Adding big names to the game’s database doesn’t seem to be enough for PES these days. (Image credit: Konami)

The rivalry between KONAMI’s Pro Evolution Soccer and Electronic Arts’ FIFA series has been going on for what seems like forever. But there’s only ever been one clear winner – FIFA. What is preventing the little brother to truly challenge for the throne? Let’s take a look.

The whole reason PES ever posed a threat to EA’s behemoth of a series, is gameplay. For over a decade players have applauded KONAMI’s child for being a true football simulator instead of the unrealistic, sometimes over the top practices found in FIFA matches. So if the core, most important part of a game – its gameplay, is deemed superior almost unanimously by players, how could FIFA still be the far more popular series?

Until 2009 there was only one answer to this question. Now, there are a couple. The old and sadly still valid argument that shuts PES down is the licenses. While vastly improved when compared to 12 years ago, the PES database simply cannot compare with FIFA’s near-monopoly on player, team and league licenses.

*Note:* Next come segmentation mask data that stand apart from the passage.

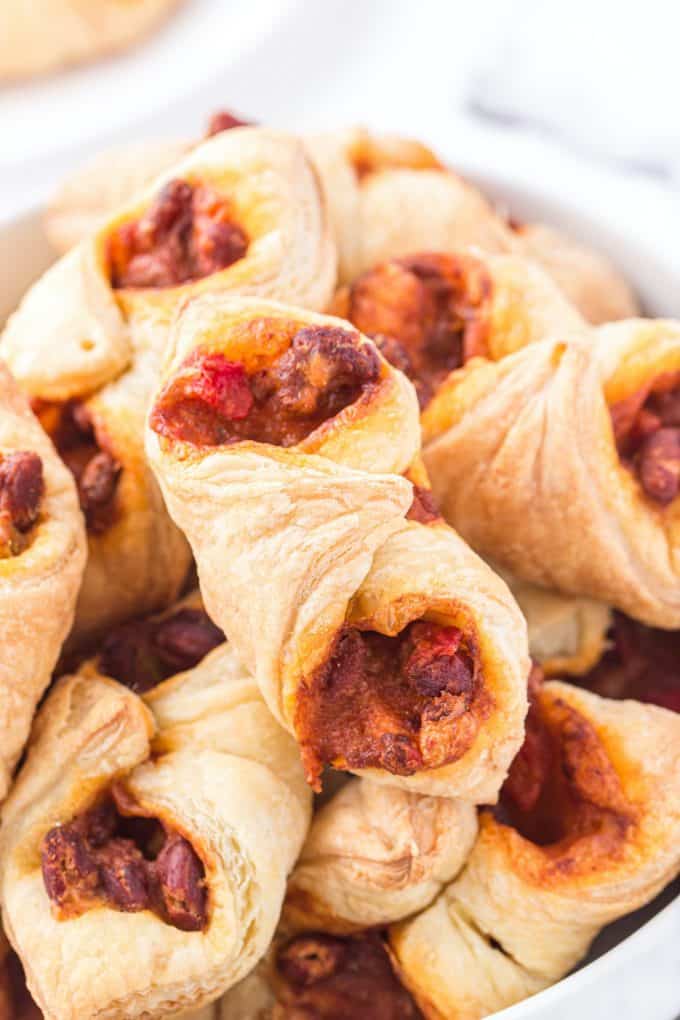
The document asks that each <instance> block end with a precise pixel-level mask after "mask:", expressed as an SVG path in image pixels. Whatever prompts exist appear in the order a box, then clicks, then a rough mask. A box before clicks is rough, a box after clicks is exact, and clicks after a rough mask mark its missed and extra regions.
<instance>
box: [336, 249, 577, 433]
mask: <svg viewBox="0 0 680 1020" xmlns="http://www.w3.org/2000/svg"><path fill="white" fill-rule="evenodd" d="M333 311H334V313H335V314H337V315H341V316H342V317H344V318H347V319H349V320H350V321H351V322H353V323H354V324H355V325H356V326H357V328H358V329H361V330H362V333H365V334H366V335H367V336H368V337H371V338H372V339H373V340H374V341H375V343H376V345H377V346H378V347H379V349H380V351H381V352H382V354H383V355H384V357H385V358H387V360H388V361H390V362H391V363H393V364H394V365H395V366H396V367H397V368H400V369H401V370H402V371H404V372H406V374H407V375H408V376H409V378H410V379H411V380H412V381H413V384H414V386H415V387H416V390H417V392H418V399H419V402H420V406H421V408H422V409H424V408H425V407H427V406H428V405H430V403H431V404H432V405H433V407H432V409H431V410H430V414H435V413H436V407H437V401H436V398H437V395H438V392H439V390H441V389H442V390H443V392H444V394H446V392H447V384H448V380H449V376H450V375H451V373H452V372H453V371H455V370H456V369H458V368H460V366H461V365H463V364H465V363H466V362H467V361H469V360H470V359H471V358H473V357H485V358H489V359H491V360H492V361H496V360H499V359H500V358H503V357H505V356H506V355H508V354H512V353H513V351H516V350H518V349H519V348H522V347H526V346H527V345H528V344H533V343H535V342H536V341H539V340H544V339H545V338H546V337H554V336H559V337H560V338H561V339H565V338H567V337H571V336H575V337H580V336H583V337H585V336H586V335H587V330H588V326H587V323H586V322H585V321H584V319H583V318H582V317H581V316H580V315H579V313H578V312H577V311H576V309H575V308H574V307H573V306H572V305H571V304H570V303H569V301H567V300H566V298H565V297H564V295H563V294H562V292H561V291H560V290H559V288H558V287H557V286H556V285H555V284H554V283H553V281H552V279H551V277H550V276H548V275H547V274H546V273H544V272H543V271H542V269H540V268H539V267H538V266H537V265H535V264H534V263H533V262H531V261H530V260H529V259H525V258H522V257H520V256H516V255H481V253H479V254H474V255H473V254H470V253H469V252H468V253H466V252H460V251H459V252H451V253H442V252H435V251H427V252H422V253H420V254H417V253H412V254H409V255H406V256H404V257H403V258H396V259H390V260H389V261H387V262H382V263H380V264H379V265H376V266H374V267H373V268H372V269H369V270H368V271H367V272H364V273H362V274H361V275H360V276H358V277H357V279H355V281H354V282H353V284H352V286H351V287H344V288H341V289H339V291H338V292H337V294H336V295H335V298H334V299H333ZM447 399H448V398H447V397H446V396H444V397H443V400H444V402H446V401H447Z"/></svg>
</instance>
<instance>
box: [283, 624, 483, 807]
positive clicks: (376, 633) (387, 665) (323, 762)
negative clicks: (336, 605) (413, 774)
mask: <svg viewBox="0 0 680 1020" xmlns="http://www.w3.org/2000/svg"><path fill="white" fill-rule="evenodd" d="M488 708H489V698H488V695H486V694H485V692H484V688H483V682H482V676H481V670H480V666H479V661H478V657H477V655H476V653H475V650H474V648H473V647H472V645H471V644H468V643H467V642H466V639H465V636H464V634H463V632H462V631H461V630H459V629H458V627H447V626H440V625H439V624H436V623H430V622H425V621H423V620H419V621H416V622H414V623H410V624H409V625H408V626H407V627H405V628H404V630H402V631H401V632H400V633H399V634H397V635H396V636H394V637H387V636H385V635H384V634H380V633H377V632H375V631H373V630H359V629H357V628H356V627H353V626H345V627H343V629H342V630H341V632H339V634H338V635H337V639H336V640H335V643H334V646H333V648H332V651H331V653H330V656H329V658H328V660H327V661H326V663H325V664H324V665H323V667H322V668H321V669H320V670H319V671H318V672H317V673H316V675H315V676H313V677H312V678H311V679H309V680H308V681H306V682H305V683H304V684H303V685H302V688H301V692H300V695H299V699H298V708H297V713H296V732H297V735H298V739H299V741H300V744H301V748H302V756H303V762H304V765H305V770H306V773H307V778H308V781H309V782H310V783H311V784H312V786H313V787H314V788H316V789H317V790H318V789H320V775H321V771H322V768H323V766H324V765H332V766H334V767H337V768H369V767H373V768H381V769H385V770H386V771H387V772H391V773H393V774H394V775H413V774H414V773H415V772H417V771H419V770H420V769H423V768H435V767H437V766H439V765H444V764H447V763H449V762H453V761H456V760H457V759H458V758H460V757H461V756H462V755H463V754H465V752H466V751H467V750H468V749H469V747H470V746H471V745H472V742H473V741H474V738H475V735H476V732H477V729H478V727H479V724H480V722H481V721H482V719H483V718H484V717H485V716H486V715H487V714H488Z"/></svg>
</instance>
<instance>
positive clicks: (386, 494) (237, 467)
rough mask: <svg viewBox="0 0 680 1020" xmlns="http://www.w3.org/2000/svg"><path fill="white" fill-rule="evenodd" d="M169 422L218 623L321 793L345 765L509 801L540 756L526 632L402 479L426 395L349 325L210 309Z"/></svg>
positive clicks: (181, 370) (235, 309)
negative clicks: (533, 720) (282, 728)
mask: <svg viewBox="0 0 680 1020" xmlns="http://www.w3.org/2000/svg"><path fill="white" fill-rule="evenodd" d="M149 422H150V427H149V430H148V443H147V448H148V454H149V458H150V461H151V463H152V465H153V466H154V469H155V470H156V471H157V474H158V477H159V480H160V482H161V486H162V488H163V492H164V495H165V499H166V503H167V506H168V509H169V511H170V513H171V514H172V516H173V518H174V520H175V521H176V523H177V524H178V525H179V526H180V527H181V528H182V530H184V531H185V532H186V533H187V535H188V537H189V539H190V541H191V543H192V546H193V549H194V552H195V556H196V558H197V562H198V564H199V574H200V580H201V586H202V592H203V596H204V598H205V600H206V606H207V608H208V611H209V612H210V614H211V616H212V617H213V618H214V619H215V620H216V621H217V622H218V623H219V625H220V626H221V627H222V628H223V629H224V630H225V632H226V633H227V634H228V636H229V639H230V640H231V641H232V642H233V643H234V647H236V648H237V650H238V652H239V654H240V655H241V657H242V660H243V662H244V664H245V665H246V667H247V668H248V669H249V670H250V671H252V672H253V673H254V675H255V676H256V677H257V679H258V681H259V682H260V685H261V687H262V691H263V694H264V697H265V699H266V701H267V704H268V705H269V706H270V708H271V710H272V711H273V713H274V714H275V715H276V717H277V718H278V719H279V720H280V721H281V722H282V723H283V725H285V726H286V727H287V728H289V729H290V730H291V731H293V732H295V733H296V736H297V738H298V742H299V743H300V745H301V751H302V755H303V760H304V762H305V767H306V771H307V775H308V778H309V780H310V782H312V783H313V784H314V786H315V788H318V787H319V785H320V776H321V771H322V769H323V767H324V766H325V765H332V766H333V767H335V768H341V769H351V770H354V771H363V770H367V771H368V774H369V775H372V776H374V777H375V778H376V779H379V780H381V781H387V782H391V783H395V784H398V785H404V786H407V787H409V788H413V789H414V790H418V792H420V793H430V794H436V793H440V794H446V795H451V796H460V797H463V798H465V799H466V800H472V801H474V800H476V799H479V801H480V802H491V801H493V800H494V798H495V796H496V794H498V789H499V788H500V785H501V782H502V781H503V778H504V776H505V773H506V770H507V767H508V766H509V764H510V761H511V760H512V758H513V756H514V754H515V752H516V751H517V749H518V748H519V746H520V744H521V739H522V725H523V718H524V714H525V711H526V675H527V673H528V658H527V653H526V632H525V625H524V621H523V619H522V617H521V614H520V612H519V610H518V608H517V606H516V604H515V603H514V601H513V600H512V598H511V596H510V593H509V592H508V590H507V588H506V586H505V584H504V583H503V581H501V579H500V578H498V577H496V576H495V575H494V574H493V573H492V572H491V571H490V570H489V569H488V568H487V567H486V566H485V565H484V564H483V563H482V562H481V561H480V560H479V559H478V558H477V557H476V556H475V555H474V554H473V553H472V552H471V551H470V550H469V549H468V547H467V546H466V545H465V544H464V543H463V542H462V541H461V540H460V539H459V537H458V535H457V534H456V533H455V532H454V531H452V530H451V529H450V528H449V527H447V526H446V525H444V524H443V522H442V521H441V520H440V519H439V518H438V517H437V514H436V512H434V511H433V509H432V505H431V501H430V499H429V496H428V493H427V491H426V489H424V488H423V484H421V483H417V484H416V487H415V489H414V487H413V486H412V484H410V483H409V482H408V481H407V480H406V479H405V478H402V477H398V476H397V472H402V471H404V470H405V469H408V468H409V465H410V464H411V463H412V461H413V460H414V457H415V455H416V453H417V449H418V440H419V435H418V409H417V404H416V399H415V393H414V391H413V388H412V387H411V385H410V384H409V382H408V380H407V379H406V377H405V376H404V375H403V374H402V373H400V372H397V371H395V370H394V369H393V368H390V367H389V366H388V364H387V363H386V362H385V361H383V360H382V359H381V358H380V357H379V355H378V354H377V352H376V350H375V348H374V347H373V345H372V344H370V343H369V342H368V341H367V340H366V339H365V338H363V337H362V336H361V335H360V334H359V333H358V331H357V330H356V329H354V328H352V327H351V326H350V325H349V324H348V323H347V322H343V321H341V320H338V319H332V318H329V317H321V316H314V315H313V314H311V313H304V312H301V311H299V310H296V309H291V308H286V307H285V306H281V305H275V304H273V303H264V302H258V301H248V300H246V299H240V300H239V299H232V300H231V301H225V300H224V299H221V300H220V301H211V302H194V303H193V304H192V305H189V306H188V307H187V308H186V309H185V312H184V313H182V315H181V316H180V317H179V318H178V320H177V322H176V325H175V329H174V330H173V334H172V337H171V340H170V342H169V348H168V365H167V370H166V372H165V376H164V384H163V386H162V388H161V390H160V392H159V394H158V395H157V396H156V400H155V402H154V404H153V407H152V410H151V414H150V419H149ZM383 472H394V473H390V474H385V473H383ZM416 480H417V479H416ZM420 481H421V482H423V481H424V479H422V478H421V479H420ZM414 493H415V498H414ZM409 504H413V506H412V507H411V509H410V515H411V518H412V519H410V520H408V521H405V520H404V514H405V513H406V512H407V510H409ZM425 521H428V522H429V523H425ZM378 677H380V679H379V682H378Z"/></svg>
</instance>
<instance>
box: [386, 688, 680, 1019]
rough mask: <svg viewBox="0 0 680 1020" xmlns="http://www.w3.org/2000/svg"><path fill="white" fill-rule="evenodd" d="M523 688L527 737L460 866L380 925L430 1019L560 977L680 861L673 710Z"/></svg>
mask: <svg viewBox="0 0 680 1020" xmlns="http://www.w3.org/2000/svg"><path fill="white" fill-rule="evenodd" d="M535 679H536V678H535V677H534V680H535ZM532 686H533V698H532V705H531V709H530V714H529V718H528V722H527V732H526V739H525V743H524V746H523V748H522V750H521V751H520V753H519V754H518V756H517V758H516V759H515V762H514V763H513V766H512V768H511V770H510V775H509V778H508V779H507V781H506V783H505V785H504V787H503V790H502V795H501V801H500V804H499V806H498V808H496V809H495V810H493V811H490V810H484V811H482V812H481V814H480V819H479V821H480V826H479V835H478V837H477V841H476V843H475V846H474V847H473V849H472V852H471V854H470V856H469V858H468V860H467V862H466V864H465V866H464V868H463V870H462V871H461V873H460V874H459V876H458V877H457V878H456V879H455V880H454V881H453V882H452V883H451V884H450V885H449V886H448V887H447V888H446V889H444V890H443V892H442V894H441V895H440V896H439V897H438V898H437V900H436V901H435V902H434V904H433V905H432V906H431V907H429V908H428V909H427V910H425V911H423V912H422V913H421V914H419V915H417V916H415V917H413V918H410V919H408V920H406V921H404V922H402V923H400V924H398V925H395V926H393V927H391V928H390V929H389V941H390V948H391V950H393V952H394V953H395V956H396V959H397V962H398V966H399V969H400V974H401V975H402V977H403V979H404V980H405V982H406V984H407V986H408V987H409V988H410V989H411V990H412V991H413V993H414V996H415V998H416V1000H417V1002H418V1004H419V1005H420V1006H421V1008H422V1009H423V1011H424V1012H425V1013H426V1015H427V1016H428V1017H429V1016H431V1017H433V1018H436V1020H439V1017H454V1016H455V1017H457V1016H461V1017H463V1016H464V1017H466V1018H467V1017H470V1018H474V1020H477V1018H481V1017H484V1016H487V1015H488V1014H490V1013H493V1012H495V1011H496V1010H502V1009H504V1008H505V1007H508V1006H510V1005H512V1004H513V1003H516V1002H518V1001H520V1000H522V999H525V998H526V997H527V996H530V994H533V993H534V992H536V991H538V990H539V989H540V988H542V987H544V986H545V985H546V984H550V983H552V982H553V981H556V980H558V979H559V978H561V977H563V976H564V975H565V974H566V973H567V972H568V971H569V970H570V969H571V968H572V967H573V966H575V964H576V963H578V961H579V960H580V959H581V958H582V957H583V956H584V955H585V954H586V952H587V950H588V947H589V945H590V942H591V940H592V938H593V937H594V936H595V934H596V933H597V931H598V930H599V928H600V927H601V926H603V925H605V924H608V923H609V922H611V921H613V920H616V919H617V918H619V917H622V916H623V915H624V914H627V913H628V912H629V911H632V910H635V909H637V908H638V907H640V906H641V905H642V904H644V903H647V902H648V901H649V900H651V899H652V898H653V897H655V896H656V895H657V892H658V891H659V890H660V889H661V888H662V887H663V886H664V884H666V882H668V881H669V880H671V879H672V878H673V877H674V875H676V874H677V873H678V868H679V867H680V853H679V851H678V832H679V831H680V813H679V812H678V804H679V803H680V801H679V800H678V793H679V790H680V771H679V764H678V755H677V741H678V735H679V734H680V722H679V721H678V717H677V716H675V715H674V714H672V713H670V712H666V711H664V710H663V709H659V708H656V707H652V706H645V705H639V704H638V703H636V702H611V701H607V700H605V699H600V698H597V697H596V696H594V695H591V694H587V693H586V692H583V691H580V690H578V688H576V687H572V686H570V685H569V684H566V683H558V682H555V681H552V682H550V683H545V684H544V685H542V686H540V685H536V683H535V682H534V683H533V684H532Z"/></svg>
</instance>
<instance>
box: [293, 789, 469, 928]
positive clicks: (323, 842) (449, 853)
mask: <svg viewBox="0 0 680 1020" xmlns="http://www.w3.org/2000/svg"><path fill="white" fill-rule="evenodd" d="M476 834H477V816H476V812H475V809H474V807H473V806H472V805H471V804H466V803H465V802H463V801H454V800H451V799H450V798H442V797H423V796H421V795H418V794H410V793H408V792H406V790H403V789H398V788H397V787H395V786H383V785H379V784H378V783H374V782H371V781H370V780H368V779H351V780H350V781H349V782H348V783H347V784H346V785H345V786H344V787H343V788H342V789H341V790H339V792H338V793H337V794H335V796H334V797H333V798H332V799H331V800H330V801H329V802H328V803H327V804H325V805H324V806H323V807H322V808H321V810H320V811H318V812H317V814H316V815H315V817H314V821H313V822H312V827H311V829H310V831H309V834H308V836H307V839H306V840H305V846H304V847H303V850H302V854H301V855H300V859H299V861H298V864H297V866H296V868H295V870H294V872H293V874H292V875H291V878H290V879H289V887H287V894H286V898H285V906H284V912H283V924H284V926H285V929H286V930H287V931H294V930H297V931H325V932H328V933H331V934H349V933H352V932H356V931H361V930H362V929H364V928H372V927H384V925H386V924H389V923H391V922H393V921H399V920H402V919H403V918H405V917H408V916H409V915H410V914H415V913H417V912H419V911H421V910H423V909H424V908H425V907H427V906H428V905H429V904H430V903H431V902H432V900H433V899H434V898H435V896H436V895H437V892H439V891H440V890H441V888H442V887H443V885H444V884H447V883H448V882H450V881H451V880H452V879H453V878H454V877H455V876H456V874H457V873H458V872H459V871H460V869H461V867H462V865H463V864H464V862H465V859H466V858H467V856H468V854H469V852H470V850H471V848H472V845H473V843H474V839H475V836H476Z"/></svg>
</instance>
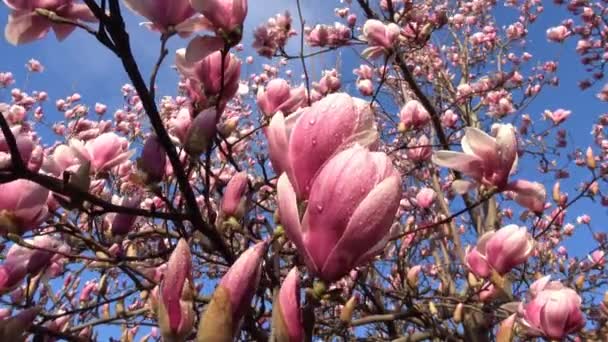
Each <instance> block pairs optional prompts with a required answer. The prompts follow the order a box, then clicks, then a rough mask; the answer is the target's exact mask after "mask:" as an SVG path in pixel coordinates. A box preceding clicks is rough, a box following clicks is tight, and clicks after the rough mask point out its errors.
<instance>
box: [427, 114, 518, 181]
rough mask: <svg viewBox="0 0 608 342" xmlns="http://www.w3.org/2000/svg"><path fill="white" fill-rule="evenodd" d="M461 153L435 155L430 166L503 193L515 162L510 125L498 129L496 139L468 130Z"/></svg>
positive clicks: (485, 135) (465, 137) (487, 134)
mask: <svg viewBox="0 0 608 342" xmlns="http://www.w3.org/2000/svg"><path fill="white" fill-rule="evenodd" d="M461 144H462V150H463V152H454V151H437V152H435V154H434V155H433V162H434V163H435V164H437V165H439V166H443V167H447V168H450V169H454V170H457V171H460V172H462V173H463V174H465V175H467V176H469V177H471V178H473V179H474V180H475V181H477V182H479V183H482V184H485V185H491V186H495V187H497V188H498V189H501V190H502V189H504V188H505V187H506V185H507V182H508V179H509V174H510V173H511V170H513V169H514V165H515V164H516V160H517V139H516V137H515V130H514V128H513V126H511V125H499V127H498V131H497V134H496V138H494V137H491V136H489V135H488V134H486V133H485V132H483V131H481V130H479V129H477V128H471V127H467V128H466V131H465V134H464V137H463V138H462V141H461Z"/></svg>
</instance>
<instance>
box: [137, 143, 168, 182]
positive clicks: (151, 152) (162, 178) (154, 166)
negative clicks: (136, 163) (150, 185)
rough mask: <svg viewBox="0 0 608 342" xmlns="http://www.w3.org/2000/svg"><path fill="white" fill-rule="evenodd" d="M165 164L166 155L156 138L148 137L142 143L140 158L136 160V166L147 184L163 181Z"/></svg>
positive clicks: (160, 145) (165, 165) (162, 147)
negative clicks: (142, 147)
mask: <svg viewBox="0 0 608 342" xmlns="http://www.w3.org/2000/svg"><path fill="white" fill-rule="evenodd" d="M166 164H167V153H166V152H165V149H164V148H163V146H162V145H161V143H160V141H159V140H158V137H156V136H155V135H151V136H149V137H148V138H147V139H146V141H145V142H144V148H143V150H142V152H141V157H140V158H138V159H137V166H138V168H139V169H140V170H141V171H142V173H143V174H144V175H145V178H146V182H147V183H157V182H160V181H161V180H163V177H164V176H165V168H166Z"/></svg>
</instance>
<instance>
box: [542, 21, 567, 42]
mask: <svg viewBox="0 0 608 342" xmlns="http://www.w3.org/2000/svg"><path fill="white" fill-rule="evenodd" d="M569 35H570V32H569V30H568V28H567V27H566V26H564V25H559V26H556V27H550V28H549V29H547V39H549V40H550V41H552V42H557V43H561V42H563V41H564V40H565V39H566V38H568V36H569Z"/></svg>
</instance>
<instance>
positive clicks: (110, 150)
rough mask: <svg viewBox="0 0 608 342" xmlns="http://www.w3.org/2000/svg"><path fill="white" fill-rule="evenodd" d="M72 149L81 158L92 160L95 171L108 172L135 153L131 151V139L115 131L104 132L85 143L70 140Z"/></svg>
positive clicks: (89, 160) (70, 142)
mask: <svg viewBox="0 0 608 342" xmlns="http://www.w3.org/2000/svg"><path fill="white" fill-rule="evenodd" d="M70 147H71V148H72V151H73V152H74V153H75V154H76V155H77V156H78V157H79V158H80V159H81V160H86V161H89V162H91V167H92V169H93V170H94V171H95V172H106V171H109V170H110V169H112V168H114V167H115V166H118V165H120V164H122V163H124V162H125V161H127V160H128V159H129V158H130V157H131V156H132V155H133V153H134V151H129V150H128V148H129V141H128V140H127V139H125V138H122V137H119V136H118V135H116V134H115V133H104V134H102V135H100V136H98V137H97V138H95V139H93V140H89V141H87V142H86V143H83V142H82V141H80V140H76V139H73V140H70Z"/></svg>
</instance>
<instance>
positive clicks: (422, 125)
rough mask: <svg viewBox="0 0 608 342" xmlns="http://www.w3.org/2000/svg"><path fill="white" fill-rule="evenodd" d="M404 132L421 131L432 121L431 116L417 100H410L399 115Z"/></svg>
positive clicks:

It’s weird to not have Juventus in FIFA 20 but that’s a minor concern when PES still has one or two licensed teams within some of the top European leagues. It didn’t help PES 2020’s cause that it was so far from being optimized upon release that even the existing database was at times clearly wrong.

The second joker in EA’s sleeve is the Ultimate Team mode. Born in 2009, this online experience has gradually become the most sought-after feature of FIFA. Pro Evolution Soccer missed the boat on countering FUT on time and losing the battle for online users is ritual suicide in the current gamer meta.

People can trash talk FUT all they want, call it a shameless gambling plot, but the fact of the matter is that EA have come up with a scheme that’s working, ethical or not, and there’s not much KONAMI or anyone else can do about it.

Frankly, I don’t see how PES can get back to form. In the pre-FUT days there was a real argument to be made. Do you prefer playing with real players? Stick to FIFA. You want an enhanced virtual football experience? Give PES a go. But nowadays? Nowadays it appears that KONAMI have conceded defeat and don’t have the abilities or willingness to give FIFA a proper fight. You can count on sole gameplay for so long, I’m afraid.

One is left with nothing more than hope such an assumption isn’t true, for the sake of the gaming community and the healthiness of a rivalry that’s been going on longer than most FIFA players’ lifespan. At least with the yearly release schedule of both games it wouldn’t take long to find out which course KONAMI is going to take – the one back to relevancy or the one into videogame oblivion.